Ia melangkah perlahan menoleh kiri kanan seraya memerhatikan tiap nama kelas yang tercantum di sana.
Padahal hari ini jadwal pulang cepat. Tapi, karena gurunya sangat luar biasa rajin dan baik hati. Wanita paruh baya yang cerewet di mata pelajaran bahasa Indonesia tadi. Menyuruh mereka mengerjakan soal latihan dan langsung di kumpulkan.
Ia sudah tidak peduli jawaban tadi sudah benar atau belum. Setidaknya sudah berusaha.
Kelas itu terletak di ujung belok kiri berbeda dengan ruangan geng Alrzy sebelah kanan. Setelah beberapa menit gadis itu berputar mencari, akhirnya ketemu juga.
"Nah, ketemu." Rinzy membuka knop pintu perlahan.
Terlihat beberapa meja panjang juga kursi yang sudah dibiarkan lama. Di kelas itu sangat berdebu, kaca jendela yang buram tertutup debu, sarang laba-laba, dan juga papan tulis yang banyak coretan.
"Dia pikir gue stupid kali. Penggemar rahasia apanya? Gue inget muka tuh laki berkacamata. Awas aja, kalo ketemu gue besok."
Tidak ingin berlama-lama di sana, Rinzy lantas berbalik keluar kelas.
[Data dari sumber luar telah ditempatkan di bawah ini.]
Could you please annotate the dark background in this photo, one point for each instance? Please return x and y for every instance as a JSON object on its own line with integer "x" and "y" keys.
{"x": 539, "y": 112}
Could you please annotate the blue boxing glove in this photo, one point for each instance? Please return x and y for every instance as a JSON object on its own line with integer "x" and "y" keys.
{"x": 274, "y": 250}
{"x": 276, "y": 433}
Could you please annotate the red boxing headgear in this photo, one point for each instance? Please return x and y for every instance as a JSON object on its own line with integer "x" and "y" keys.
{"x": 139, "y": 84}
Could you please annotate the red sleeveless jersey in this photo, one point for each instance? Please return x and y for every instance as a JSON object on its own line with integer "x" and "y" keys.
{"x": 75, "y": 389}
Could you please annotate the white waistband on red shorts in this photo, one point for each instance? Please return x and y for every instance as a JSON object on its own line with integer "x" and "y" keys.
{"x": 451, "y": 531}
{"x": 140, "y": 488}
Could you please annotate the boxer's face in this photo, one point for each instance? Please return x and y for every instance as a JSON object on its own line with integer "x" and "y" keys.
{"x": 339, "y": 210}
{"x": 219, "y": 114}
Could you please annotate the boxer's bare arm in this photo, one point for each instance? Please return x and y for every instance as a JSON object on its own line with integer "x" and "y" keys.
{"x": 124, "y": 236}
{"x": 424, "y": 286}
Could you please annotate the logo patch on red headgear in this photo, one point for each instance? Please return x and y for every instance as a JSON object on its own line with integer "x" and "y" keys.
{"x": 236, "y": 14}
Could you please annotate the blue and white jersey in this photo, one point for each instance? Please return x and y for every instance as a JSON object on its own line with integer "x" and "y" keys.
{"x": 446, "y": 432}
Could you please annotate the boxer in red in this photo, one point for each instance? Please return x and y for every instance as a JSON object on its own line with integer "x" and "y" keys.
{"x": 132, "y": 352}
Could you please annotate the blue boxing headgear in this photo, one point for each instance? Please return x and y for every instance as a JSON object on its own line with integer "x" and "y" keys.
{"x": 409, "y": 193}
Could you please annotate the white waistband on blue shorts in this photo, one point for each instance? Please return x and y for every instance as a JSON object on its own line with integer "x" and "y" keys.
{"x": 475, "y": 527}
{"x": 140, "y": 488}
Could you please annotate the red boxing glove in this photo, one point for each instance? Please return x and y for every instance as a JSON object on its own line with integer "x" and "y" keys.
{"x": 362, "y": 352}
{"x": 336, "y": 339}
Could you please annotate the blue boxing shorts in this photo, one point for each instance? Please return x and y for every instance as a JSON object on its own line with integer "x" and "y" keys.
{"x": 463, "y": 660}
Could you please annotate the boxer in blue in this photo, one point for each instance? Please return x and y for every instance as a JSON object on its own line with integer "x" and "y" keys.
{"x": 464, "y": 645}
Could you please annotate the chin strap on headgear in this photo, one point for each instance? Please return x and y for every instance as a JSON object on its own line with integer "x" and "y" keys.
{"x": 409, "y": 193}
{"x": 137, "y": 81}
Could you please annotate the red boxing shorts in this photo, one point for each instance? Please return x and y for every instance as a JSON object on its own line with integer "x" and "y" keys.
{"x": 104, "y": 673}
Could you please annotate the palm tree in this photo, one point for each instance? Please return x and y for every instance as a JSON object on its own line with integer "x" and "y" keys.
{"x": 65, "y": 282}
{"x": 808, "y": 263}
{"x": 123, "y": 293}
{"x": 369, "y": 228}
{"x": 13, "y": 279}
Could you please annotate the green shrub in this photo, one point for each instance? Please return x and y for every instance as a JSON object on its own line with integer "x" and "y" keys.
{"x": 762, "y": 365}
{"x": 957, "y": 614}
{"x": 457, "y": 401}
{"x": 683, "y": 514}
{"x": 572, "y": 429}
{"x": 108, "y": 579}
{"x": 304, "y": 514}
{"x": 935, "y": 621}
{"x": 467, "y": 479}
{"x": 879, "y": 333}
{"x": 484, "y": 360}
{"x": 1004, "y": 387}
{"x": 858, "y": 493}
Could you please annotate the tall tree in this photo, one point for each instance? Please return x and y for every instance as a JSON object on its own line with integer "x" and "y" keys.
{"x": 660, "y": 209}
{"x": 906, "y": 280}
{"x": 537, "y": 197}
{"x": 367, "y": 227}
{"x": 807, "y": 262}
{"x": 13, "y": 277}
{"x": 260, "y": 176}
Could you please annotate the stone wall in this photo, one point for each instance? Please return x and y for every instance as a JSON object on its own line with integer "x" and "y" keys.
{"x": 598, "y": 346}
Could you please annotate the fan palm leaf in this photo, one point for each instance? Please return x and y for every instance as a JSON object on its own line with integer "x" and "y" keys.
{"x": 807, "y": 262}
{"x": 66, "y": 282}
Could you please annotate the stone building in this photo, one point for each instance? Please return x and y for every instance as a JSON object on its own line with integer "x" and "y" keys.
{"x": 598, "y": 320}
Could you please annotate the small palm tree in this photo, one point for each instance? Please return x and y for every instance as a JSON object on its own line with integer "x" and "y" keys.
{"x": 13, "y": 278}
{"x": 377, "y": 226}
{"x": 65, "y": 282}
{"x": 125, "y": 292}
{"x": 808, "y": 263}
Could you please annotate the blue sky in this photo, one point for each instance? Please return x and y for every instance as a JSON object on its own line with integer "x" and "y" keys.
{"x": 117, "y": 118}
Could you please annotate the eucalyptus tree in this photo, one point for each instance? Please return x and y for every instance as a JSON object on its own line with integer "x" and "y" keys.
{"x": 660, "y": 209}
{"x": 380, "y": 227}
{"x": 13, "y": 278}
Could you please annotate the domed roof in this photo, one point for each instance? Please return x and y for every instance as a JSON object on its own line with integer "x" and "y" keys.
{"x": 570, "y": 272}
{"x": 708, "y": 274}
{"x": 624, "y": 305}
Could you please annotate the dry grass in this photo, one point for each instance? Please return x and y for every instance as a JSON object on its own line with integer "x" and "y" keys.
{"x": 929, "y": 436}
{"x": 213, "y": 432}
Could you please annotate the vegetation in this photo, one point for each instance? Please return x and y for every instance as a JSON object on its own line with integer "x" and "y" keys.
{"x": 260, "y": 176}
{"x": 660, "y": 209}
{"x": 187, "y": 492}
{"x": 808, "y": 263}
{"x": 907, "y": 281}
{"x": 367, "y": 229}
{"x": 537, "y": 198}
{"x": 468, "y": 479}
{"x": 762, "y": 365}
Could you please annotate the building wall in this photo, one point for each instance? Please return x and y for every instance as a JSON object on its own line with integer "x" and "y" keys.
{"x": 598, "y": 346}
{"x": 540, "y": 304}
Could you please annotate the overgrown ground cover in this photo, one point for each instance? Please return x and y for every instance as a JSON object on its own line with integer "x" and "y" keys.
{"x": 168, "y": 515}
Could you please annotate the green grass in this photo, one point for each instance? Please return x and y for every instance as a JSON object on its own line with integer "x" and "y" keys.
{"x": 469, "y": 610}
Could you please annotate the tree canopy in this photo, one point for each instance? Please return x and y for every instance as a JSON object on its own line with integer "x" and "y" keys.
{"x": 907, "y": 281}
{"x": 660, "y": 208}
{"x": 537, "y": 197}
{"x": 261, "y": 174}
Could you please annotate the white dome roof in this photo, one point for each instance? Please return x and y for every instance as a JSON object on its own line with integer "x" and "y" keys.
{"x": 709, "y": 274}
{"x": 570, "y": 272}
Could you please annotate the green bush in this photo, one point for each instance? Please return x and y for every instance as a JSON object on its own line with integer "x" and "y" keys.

Namun, nasib sial mendatanginya.
"Eh, kenapa, nih pintunya?" Ia masih berusaha membuka knop pintu yang sudah berkarat itu. "Nggak lucu. Kalo gue kekunci di sini."
Seraya mencoba buka pintu ia berteriak keras berharap ada yang mendengarnya dan menolong gadis itu.
"Gue curiga, ini kerjaan si bocil. Woy, Alren bocil, buka pintunya!" teriak Rinzy.
Tidak sampai di situ, gadis itu menoleh ke belakang melihat salah satu kursi kayu. Ia lantas mengambil dan memukul pintu itu dengan sangat keras.
Tetap saja percuma. Benar, ia baru ingat kalau bawa ponsel dan power bank. Buru-buru Rinzy merogoh ponsel dan power bank kemudian men-charge baterai.
"Eh, jangan bilang semaleman nggak ke cas PB-nya. Astaga, ingin gue berkata kasar, sialan."
Gadis itu mencoba men-charge baterai ponselnya dan ternyata tidak terisi. Entah, bagaimana ia bisa keluar dari kelas ini.
Langit sudah mulai gelap karena awan mendung yang beramai-ramai menutupi langit sore yang biasanya masih cukup panas, mendadak menjadi sedikit dingin.
Rinzy meletakkan sembarang ponsel dan power bank-nya. Lantas berlari menuju jendela, sembari berusaha membuka jendela itu.
"Kalo gue lompat nanti gue masuk berita lagi. Ah, gue nggak mau, tapi gue nggak bisa di sini sampe besok."